Share

Bab 08 | Memihak Diri Sendiri

Orang percaya diri percaya bahwa dirinya sendiri bisa dipercaya

Sidang berakhir tak terduga bahkan oleh Eva sendiri. Semua orang terkejut saat Erina mengubah keterangannya selama pemeriksaan, hakim sampai mengingatkan konsekuensi jika kesaksian Erina di persidangan adalah palsu. 

Dengan yakin Erina berdalih bahwa saat itu ia bingung dan tidak tahu apa yang benar-benar terjadi sedangkan Mira terus menekannya untuk menyembunyikan rekaman CCTV itu, sehingga Erina terpaksa menuruti apa kata Mira dan berbohong pada penyidik bahwa kamera CCTV di tokonya hanya pajangan.

Erina menyerahkan rekaman CCTV itu untuk mendukung kesaksiannya kali ini bahwa Mira lah yang menyerang Eva lebih dulu, sekaligus mematahkan tudingan bahwa hubungannya dengan Eva buruk. Mira menjadi orang yang paling kaget, itu adalah pemandangan terbaik sejauh ini di mata Eva.

Mira tidak memiliki apa-apa lagi sekarang untuk membela diri, satu-satunya saksi kejadian itu memberikan kesaksian memberatkan. Sidang berakhir dan akan berlanjut ke sidang berikutnya diwaktu mendatang. 

Begitu keluar dari ruang sidang, Eva langsung ditodong memberi keterangan ke awak media yang sudah menunggu. Eva mengungkapkan terima kasih pada semua orang yang sudah percaya dan mendukungnya. “Bukan siapa yang menyerang lebih dulu, saya rasa kita juga harus tahu alasan dia menarik saya sampai sejauh ini. Insiden itu tidak akan terjadi kalau saja dia tidak menghasut seorang kurir untuk menyebarkan informasi palsu terkait saya. Seperti yang saya katakan di persidangan, hari dimana insiden itu terjadi, saya datang karena ingin menanyakan alasan dia melakukannya.” 

“Apa benar pelapor adalah sahabat adik tiri Anda?” 

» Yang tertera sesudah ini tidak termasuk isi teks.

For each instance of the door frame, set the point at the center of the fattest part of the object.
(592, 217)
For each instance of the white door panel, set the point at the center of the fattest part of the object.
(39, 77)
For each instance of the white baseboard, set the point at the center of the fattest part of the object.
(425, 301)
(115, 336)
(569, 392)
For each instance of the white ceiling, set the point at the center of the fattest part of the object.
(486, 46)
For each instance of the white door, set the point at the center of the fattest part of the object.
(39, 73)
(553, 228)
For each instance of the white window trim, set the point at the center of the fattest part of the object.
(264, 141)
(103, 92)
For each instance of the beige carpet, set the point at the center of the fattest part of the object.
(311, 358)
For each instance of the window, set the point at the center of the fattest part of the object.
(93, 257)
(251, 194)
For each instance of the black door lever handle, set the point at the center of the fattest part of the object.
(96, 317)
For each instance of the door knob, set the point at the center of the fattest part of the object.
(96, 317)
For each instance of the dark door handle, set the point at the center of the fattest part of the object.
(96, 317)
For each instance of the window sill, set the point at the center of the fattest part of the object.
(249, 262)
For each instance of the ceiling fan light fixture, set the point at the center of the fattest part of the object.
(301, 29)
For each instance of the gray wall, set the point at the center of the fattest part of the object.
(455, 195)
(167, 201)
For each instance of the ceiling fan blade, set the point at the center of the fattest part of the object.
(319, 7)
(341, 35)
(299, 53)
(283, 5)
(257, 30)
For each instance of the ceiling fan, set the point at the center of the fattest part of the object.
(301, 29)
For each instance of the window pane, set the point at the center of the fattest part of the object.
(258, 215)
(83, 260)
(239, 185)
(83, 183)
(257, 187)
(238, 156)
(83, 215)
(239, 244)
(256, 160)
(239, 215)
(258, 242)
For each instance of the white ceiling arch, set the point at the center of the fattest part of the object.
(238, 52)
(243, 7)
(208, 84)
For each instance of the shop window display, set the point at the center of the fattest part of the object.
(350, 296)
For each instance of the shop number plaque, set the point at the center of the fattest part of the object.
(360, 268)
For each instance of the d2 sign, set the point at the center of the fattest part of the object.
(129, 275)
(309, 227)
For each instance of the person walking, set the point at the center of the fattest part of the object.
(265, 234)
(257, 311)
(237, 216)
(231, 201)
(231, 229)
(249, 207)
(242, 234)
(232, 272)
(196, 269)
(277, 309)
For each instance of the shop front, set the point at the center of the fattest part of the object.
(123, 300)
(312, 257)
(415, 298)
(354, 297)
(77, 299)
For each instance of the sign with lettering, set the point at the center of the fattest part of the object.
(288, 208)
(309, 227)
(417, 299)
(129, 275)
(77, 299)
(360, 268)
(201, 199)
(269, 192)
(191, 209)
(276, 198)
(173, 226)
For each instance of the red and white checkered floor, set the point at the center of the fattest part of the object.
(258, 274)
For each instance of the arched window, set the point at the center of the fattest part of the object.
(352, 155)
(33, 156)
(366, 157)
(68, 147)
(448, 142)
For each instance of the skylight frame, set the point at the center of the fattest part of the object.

“Benar. Saya juga mengenalnya dari dia.” 

"Kalau hubungan Anda dengan adik tiri Anda baik, mengapa Anda mengembalikan bunga kirimannya?" 

Eva tersenyum, pertanyaan bagus. "Seperti yang diketahui, adik tiri saya punya toko bunga. Di sinilah letak kesalahpahamannya. Saat saya membaca kartu ucapan, yang tertulis disana adalah ucapan selamat ulang tahun yang bukan ditujukan ke nama saya dan pengirimnya pun bukan Erina. Karena saya pikir Erina salah kirim, jadi saya mengembalikannya agar bisa dikirim ke alamat yang benar. Salah saya juga karena tidak menghubungi Erina setelah itu." Eva sangat lancar mengatakan kebohongan.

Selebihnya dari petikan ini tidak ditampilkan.